From: Jarred Nicholls <jarred@webkit.org>
Date: Fri, 6 Jan 2012 10:00:40 -0500
To: "Web Applications Working Group WG (public-webapps@w3.org)" <public-webapps@w3.org>
Message-ID: <CANufG2Njc7YNM_1yJcdg2O8Hn_E4wGe-Tp0xEtJ7d+OvWi3gbg@mail.gmail.com>

On Mon, Dec 5, 2011 at 3:15 PM, Glenn Adams <glenn@skynav.com> wrote:

> But, if the browser does not support UTF-32, then the table in step (4) of
> > [1] is supposed to apply, which would interpret the initial two bytes FF
> FE
> > as UTF-16LE according to the current language of [1], and further,
> return a
> > confidence level of "certain".
> >
> > I see the problem now. It seems that the table in step (4) should be
> > changed to interpret an initial FF FE as UTF-16BE only if the following
> two
> > bytes are not 00.
> >

> That wouldn't actually bring browsers and the spec closer together; it
> would actually bring them further apart.

> At first glance, it looks like it makes the spec allow WebKit and IE's
> behavior, which (unfortunately) includes UTF-32 detection, by allowing them
> to fall through to step 7, where they're allowed to detect things however
> they want.

> However, that's ignoring step 5.  If step 4 passes through, then step 5
> would happen next.  That means this carefully-constructed file would be
> detected as UTF-8 by step 5:

> http://zewt.org/~glenn/test-utf32-with-ascii-meta.html-no-encoding

> That's not what happens in any browser; FF detects it as UTF-16 and WebKit
> and IE detect it as UTF-32.  This change would require it to be detected as
> UTF-8, which would have security implications if implemented, eg. a page
> outputting escaped user-inputted text in UTF-32 might contain a string like
> this, followed by a hostile <script>, when interpreted as UTF-8.

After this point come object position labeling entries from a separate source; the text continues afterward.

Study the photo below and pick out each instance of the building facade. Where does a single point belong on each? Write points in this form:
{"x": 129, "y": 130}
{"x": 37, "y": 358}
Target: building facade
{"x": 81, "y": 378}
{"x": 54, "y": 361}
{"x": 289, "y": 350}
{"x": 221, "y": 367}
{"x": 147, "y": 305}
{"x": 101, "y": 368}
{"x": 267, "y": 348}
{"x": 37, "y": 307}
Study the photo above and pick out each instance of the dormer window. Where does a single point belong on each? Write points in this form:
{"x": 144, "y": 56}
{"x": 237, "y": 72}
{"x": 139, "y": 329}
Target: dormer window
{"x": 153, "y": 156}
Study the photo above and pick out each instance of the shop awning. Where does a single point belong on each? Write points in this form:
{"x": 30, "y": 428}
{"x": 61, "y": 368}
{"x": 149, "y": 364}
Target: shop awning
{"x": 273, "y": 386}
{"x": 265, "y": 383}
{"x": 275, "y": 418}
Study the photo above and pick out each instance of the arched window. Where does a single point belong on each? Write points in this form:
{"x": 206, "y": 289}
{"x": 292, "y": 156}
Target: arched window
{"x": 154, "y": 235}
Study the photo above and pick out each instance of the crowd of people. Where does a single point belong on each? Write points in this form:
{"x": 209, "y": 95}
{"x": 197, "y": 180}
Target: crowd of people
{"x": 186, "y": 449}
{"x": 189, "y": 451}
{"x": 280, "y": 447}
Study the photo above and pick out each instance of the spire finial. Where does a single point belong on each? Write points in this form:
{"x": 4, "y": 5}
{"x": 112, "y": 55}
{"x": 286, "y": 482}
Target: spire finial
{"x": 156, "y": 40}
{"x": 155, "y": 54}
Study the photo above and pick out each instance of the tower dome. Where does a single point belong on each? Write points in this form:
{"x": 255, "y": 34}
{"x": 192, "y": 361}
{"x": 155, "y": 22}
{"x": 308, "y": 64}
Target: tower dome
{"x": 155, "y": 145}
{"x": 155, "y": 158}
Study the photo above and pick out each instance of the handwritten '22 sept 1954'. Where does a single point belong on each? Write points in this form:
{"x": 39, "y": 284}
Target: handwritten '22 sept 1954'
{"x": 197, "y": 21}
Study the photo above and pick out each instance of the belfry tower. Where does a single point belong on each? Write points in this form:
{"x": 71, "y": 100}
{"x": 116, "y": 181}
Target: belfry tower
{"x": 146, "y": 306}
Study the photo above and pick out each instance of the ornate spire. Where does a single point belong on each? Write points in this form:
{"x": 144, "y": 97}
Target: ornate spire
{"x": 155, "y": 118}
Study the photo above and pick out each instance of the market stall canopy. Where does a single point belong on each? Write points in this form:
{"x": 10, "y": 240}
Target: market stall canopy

> This really isn't worth spending time on; you've free to press this if you
> like, but I'm moving on.

> --
> Glenn Maynard

I'm getting responseType "json" landed in WebKit, and going to do so
without the restriction of the JSON source being UTF-8.  We default our
decoding to UTF-8 if none is dictated by the server or overrideMIMEType(),
but we also do BOM detection and will gracefully switch to UTF-16(BE/LE) or
UTF-32(BE/LE) if the context is encoded as such, and accept the source
as-is.

It's a matter of having that perfect recipe of "easiest implementation +
most interoperability".  It actually adds complication to our decoder if we
do something special just for (perfectly legit) JSON payloads.  I think
keeping that UTF-8 bit in the spec is fine, but I don't think WebKit will
be reducing our interoperability and complicating our code base.  If we
don't want JSON to be UTF-16 or UTF-32, let's change the JSON spec and the
JSON grammar and JSON.parse will do the leg work.  As someone else stated,
this is a good fight but probably not the right battlefield.

Received on Friday, 6 January 2012 15:01:38 UTC